While the project could be useful for something as trivial as light drawing, the students’ research also has the potential for a more serious application.

Since individuals with Type I diabetes don’t have the ability to produce their own insulin, they have to inject themselves with it after each meal, College junior Arthur Kuan said.

The Penn iGEM project could eventually lead to a biological system where a cell could release a certain wavelength of light that allowed the next cell to produce the insulin that the body would need, ultimately removing the need for needles.

“I think we have a pretty good shot [in the competition],” Wharton and Engineering junior Michael Magaraci added.

IGEM first began in 2003 at the Massachusetts Institute of Technology in Cambridge, MA with a four-week course, where students were challenged to develop biological systems that could be planted in living cells. Eight years later, the competition still holds the same goal, but now 176 teams from all over the world are striving to become this year’s champion.

Teams will first compete through regional “Jamborees” in Europe, the Americas, and Asia. Winners from the regional matches will move on to the World Championship Jamboree at MIT in November.

The Penn iGEM team will be among 70 teams from North and South America at the Americas Regional Jamboree this weekend.

While the iGEM has had a relatively long history, Penn is sending its first team to the competition this year.

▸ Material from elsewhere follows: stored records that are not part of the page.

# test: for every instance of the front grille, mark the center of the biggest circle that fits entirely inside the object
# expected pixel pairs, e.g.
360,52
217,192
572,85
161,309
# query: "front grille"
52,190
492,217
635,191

“It’s kind of crazy that Penn didn’t have a team up until now,” Magaraci said, adding that Penn has many strong departments which study biology.

Penn’s iGEM team first began this past January when a group of students approached Engineering assistant professor Casim Sarkar to advise their group.

“It was kind of fortuitous because I was trying to set it up already,” Sarkar said.

Once Sarkar agreed to advise the team, the next step was to find funding from a variety of sponsors, including the University City Science Center, New England Biolabs and the William and Phyllis Mack Center for Technological Innovation.

“We have to be very self-motivated,” Magaraci said.

“We pretty much walked into the lab in May where there was just an empty bench. There was nothing there. So we had to raise money for the equipment, we had to find the people, we had to find the advisors,” Wharton and Engineering junior Avin Veerakumar said.